Вот тебе мое первое морское путешествие. На той неделе я, вероятно, поеду в море настоящее, в Баку. Во всяком случае ты не беспокойся: все это только беспокойно, но совершенно безопасно, потому что делается людьми опытными и моряками хорошими. Детей целую и благословляю, Надежде Аполлоновне{575} и Маше поклонись. Обнимаю тебя.

Твой Писемский.

25 марта

Адрес мой: в Астрахань на мое имя.

Сбереги это мое письмо! Адресую по твоему письму в Галич.

А.Н.ОСТРОВСКОМУ

[15 февраля 1857 г., С.-Петербург].

Любезный друг,

Александр Николаевич!

Посылаю два экз. моей "Старой Барыни", из которых один тебе, а другой передай от меня Садовскому.

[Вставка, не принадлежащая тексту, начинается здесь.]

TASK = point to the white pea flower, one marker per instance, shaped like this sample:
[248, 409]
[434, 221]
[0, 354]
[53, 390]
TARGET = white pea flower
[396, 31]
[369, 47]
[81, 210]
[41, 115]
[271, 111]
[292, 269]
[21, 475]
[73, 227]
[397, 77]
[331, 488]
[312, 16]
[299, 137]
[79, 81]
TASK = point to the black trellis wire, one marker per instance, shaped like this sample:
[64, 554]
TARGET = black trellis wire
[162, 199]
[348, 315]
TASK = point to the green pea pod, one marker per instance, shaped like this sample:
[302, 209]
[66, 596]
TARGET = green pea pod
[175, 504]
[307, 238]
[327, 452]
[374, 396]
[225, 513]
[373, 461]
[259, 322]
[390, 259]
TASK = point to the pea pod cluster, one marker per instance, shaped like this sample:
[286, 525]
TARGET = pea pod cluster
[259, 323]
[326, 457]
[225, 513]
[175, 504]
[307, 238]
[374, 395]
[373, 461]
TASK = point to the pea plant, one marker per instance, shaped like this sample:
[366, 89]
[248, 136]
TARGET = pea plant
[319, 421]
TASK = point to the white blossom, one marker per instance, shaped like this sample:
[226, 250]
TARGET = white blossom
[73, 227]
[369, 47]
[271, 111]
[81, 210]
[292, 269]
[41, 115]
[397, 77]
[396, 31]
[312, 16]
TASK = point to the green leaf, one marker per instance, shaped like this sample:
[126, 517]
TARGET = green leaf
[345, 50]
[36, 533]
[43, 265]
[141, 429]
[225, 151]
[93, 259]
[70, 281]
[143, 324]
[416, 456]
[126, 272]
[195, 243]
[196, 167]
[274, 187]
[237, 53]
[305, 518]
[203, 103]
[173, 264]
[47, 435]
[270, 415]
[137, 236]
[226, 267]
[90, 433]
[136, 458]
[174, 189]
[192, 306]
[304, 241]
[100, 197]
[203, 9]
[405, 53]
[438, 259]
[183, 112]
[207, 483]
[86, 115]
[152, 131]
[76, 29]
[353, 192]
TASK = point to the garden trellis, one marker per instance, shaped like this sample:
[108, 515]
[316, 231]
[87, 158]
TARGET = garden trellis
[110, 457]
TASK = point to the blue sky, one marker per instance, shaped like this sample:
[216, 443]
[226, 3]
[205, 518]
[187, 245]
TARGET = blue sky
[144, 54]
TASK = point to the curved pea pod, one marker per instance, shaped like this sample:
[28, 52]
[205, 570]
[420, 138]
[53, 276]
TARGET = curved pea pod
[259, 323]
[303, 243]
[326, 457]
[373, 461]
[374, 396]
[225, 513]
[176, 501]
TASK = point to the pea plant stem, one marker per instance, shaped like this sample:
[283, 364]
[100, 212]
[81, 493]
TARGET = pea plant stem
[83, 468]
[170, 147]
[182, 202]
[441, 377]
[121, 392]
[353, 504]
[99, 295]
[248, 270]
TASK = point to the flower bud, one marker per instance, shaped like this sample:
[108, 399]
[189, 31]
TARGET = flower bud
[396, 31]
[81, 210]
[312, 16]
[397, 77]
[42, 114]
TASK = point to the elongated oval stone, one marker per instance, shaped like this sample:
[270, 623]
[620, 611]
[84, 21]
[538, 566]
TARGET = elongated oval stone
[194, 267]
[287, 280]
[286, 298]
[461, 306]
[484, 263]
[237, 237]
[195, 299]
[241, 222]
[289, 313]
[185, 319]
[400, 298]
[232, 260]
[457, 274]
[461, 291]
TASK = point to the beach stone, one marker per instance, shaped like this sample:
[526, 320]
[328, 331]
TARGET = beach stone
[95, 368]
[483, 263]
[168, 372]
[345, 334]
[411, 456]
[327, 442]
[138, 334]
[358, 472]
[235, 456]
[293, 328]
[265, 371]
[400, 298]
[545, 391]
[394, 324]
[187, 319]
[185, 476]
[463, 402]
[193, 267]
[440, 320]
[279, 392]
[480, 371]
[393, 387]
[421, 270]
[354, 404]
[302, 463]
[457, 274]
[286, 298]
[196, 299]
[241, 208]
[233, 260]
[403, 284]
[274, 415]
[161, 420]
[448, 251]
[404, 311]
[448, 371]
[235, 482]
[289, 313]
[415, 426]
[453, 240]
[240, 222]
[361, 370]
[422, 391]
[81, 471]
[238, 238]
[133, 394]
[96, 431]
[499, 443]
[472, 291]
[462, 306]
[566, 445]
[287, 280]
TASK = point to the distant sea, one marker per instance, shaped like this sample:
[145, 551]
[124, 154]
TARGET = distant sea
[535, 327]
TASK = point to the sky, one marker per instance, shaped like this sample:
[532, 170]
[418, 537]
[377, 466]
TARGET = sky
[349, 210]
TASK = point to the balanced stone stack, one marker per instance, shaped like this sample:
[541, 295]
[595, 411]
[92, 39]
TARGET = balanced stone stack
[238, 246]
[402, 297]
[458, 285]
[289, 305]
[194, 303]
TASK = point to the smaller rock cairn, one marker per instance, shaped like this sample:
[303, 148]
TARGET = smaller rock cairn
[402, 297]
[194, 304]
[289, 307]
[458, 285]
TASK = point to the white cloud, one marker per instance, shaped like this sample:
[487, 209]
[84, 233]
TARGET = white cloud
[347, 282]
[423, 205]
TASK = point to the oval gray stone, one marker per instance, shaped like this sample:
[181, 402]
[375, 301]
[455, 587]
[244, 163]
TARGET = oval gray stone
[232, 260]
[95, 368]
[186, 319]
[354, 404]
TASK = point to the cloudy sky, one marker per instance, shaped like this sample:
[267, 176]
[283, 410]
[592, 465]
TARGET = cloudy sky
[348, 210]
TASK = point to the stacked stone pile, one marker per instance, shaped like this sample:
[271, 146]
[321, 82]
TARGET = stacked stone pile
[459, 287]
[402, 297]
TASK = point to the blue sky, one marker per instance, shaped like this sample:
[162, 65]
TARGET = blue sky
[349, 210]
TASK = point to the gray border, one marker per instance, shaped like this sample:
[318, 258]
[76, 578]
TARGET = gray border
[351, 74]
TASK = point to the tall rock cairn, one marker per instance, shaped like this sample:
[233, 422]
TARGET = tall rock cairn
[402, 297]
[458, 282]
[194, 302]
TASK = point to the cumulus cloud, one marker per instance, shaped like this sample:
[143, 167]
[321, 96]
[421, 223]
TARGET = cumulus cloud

Твои сценки в "Современнике" я прочитал{576} и прочитал с удовольствием, и когда я читал их другим, – все хохотали; но мнение большинства литературного таково, что в них ты повторяешься; хотя в то же время все очень хорошо убеждены, что виноват в этом случае не ты, а среда, и душевное желание всех людей, тебя любящих и понимающих, чтоб ты переходил в другие сферы: на одной среде ни один из больших европейских и русских писателей не останавливался, потому что это сверх творческих средств. Если мы и не мастера первого разряда, то все-таки в нас есть настолько душевных сил, чтобы переходить из одной среды в другую. Если же ты этого не можешь сделать, то знакомься больше и больше с купеческим бытом более высшим; или, наконец, отчего ты не займешься мужиком, которого ты, я знаю, – знаешь? Говорят, твоя новая комедия{576} из чинов быта. Я радуюсь заранее. Знаю, что у тебя сюжет созрел, но выполнил ли ты, как большой маэстро по драматической части, со всей подробностью и объективностью характер? Читал ли ты критич. разборы Дружинина{576}, где он говорит, что ты, Толстой и я – представители направления, независимого от критик. В какой мере это справедливо, я не могу судить, но уже и то хорошо, что нас определили независимыми от критик. Григорович, приехавший в Петербург, первым долгом обнародовал везде, что А.А.Григорьев пропал без вести и что его ищут чрез полицию. Не знавши этого, я встретился с Григоровичем в магазине Печаткина{576} и, по известной тебе моей к нему симпатии, обругал его за весь его литературный блуд, и он теперь скрылся у И.А.Гончарова и ругает меня как свинью, которая не умеет себя держать в обществе, а при встрече со мной – побаивается меня. Если ты можешь приехать в Петербург, приезжай; мы с тобой, может быть, что-нибудь и сделаем тут, тем более, что на плечах "Современник". Боткин здесь пакостит, насколько он может пакостить. Все это до такой степени возмутило меня – чего при нашем бесценном Иване Сергеевиче не бывало, – возмутило так, что я, кроме ругани, ничего этим господам не говорю.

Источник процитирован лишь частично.